Jonathan Silverstein, outside counsel, told the committee the proposal has three principal parts: correct a typographical parking requirement that currently reads as if industrial uses need “1 parking space for every square foot” of industrial space; change the ground-floor mixed-use rule so some residential is permitted initially to improve economic viability for early development; and include a density/special-permit provision intended as a temporary measure while the city crafts a master-plan zoning district for the ExxonMobil site. "So those are the primary components," Silverstein said as he described the package.

Council members pressed for guardrails to ensure initial residential uses on ground floors convert to retail or commercial uses later. Councilor Smith asked how the city would prevent developers from leaving residential on the first floor after initial construction; Silverstein said mixed-use residential still requires a Planning Board special permit and that the Planning Board has made clear it views early approvals as a "down payment" on stricter future requirements. He added the proposal "is really a stopgap for allowing some initial investment in the site" and said the council should expect a separate, site-specific zoning proposal later in the year.

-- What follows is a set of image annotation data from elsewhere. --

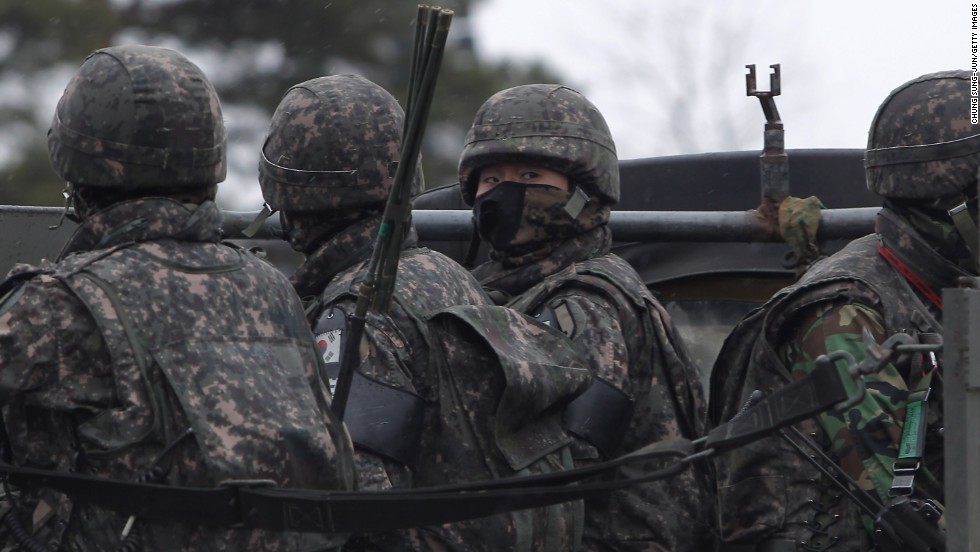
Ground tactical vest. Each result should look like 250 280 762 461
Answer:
308 248 589 552
52 240 353 550
710 235 942 425
508 254 704 451
709 235 942 551
508 254 715 552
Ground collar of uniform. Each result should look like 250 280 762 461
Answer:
290 215 418 300
875 208 969 306
58 198 221 259
473 225 612 295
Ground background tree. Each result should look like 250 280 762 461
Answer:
0 0 559 210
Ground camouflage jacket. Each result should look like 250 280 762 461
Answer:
0 199 353 550
709 210 963 551
475 226 714 551
293 217 582 551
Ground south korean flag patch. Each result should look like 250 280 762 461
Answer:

Committee members also questioned the corrected parking minimum (presented as a 1,000-square-foot benchmark in the discussion) and the density carve-out for portions of a large parcel. Silverstein said the parking figure is consistent with typical measures used for warehouse/industrial uses in comparable municipalities. The attorney reiterated that many provisions remain discretionary and subject to Planning Board permits.

The committee moved and seconded a referral to the City Council with a favorable recommendation and indicated assent on the motion.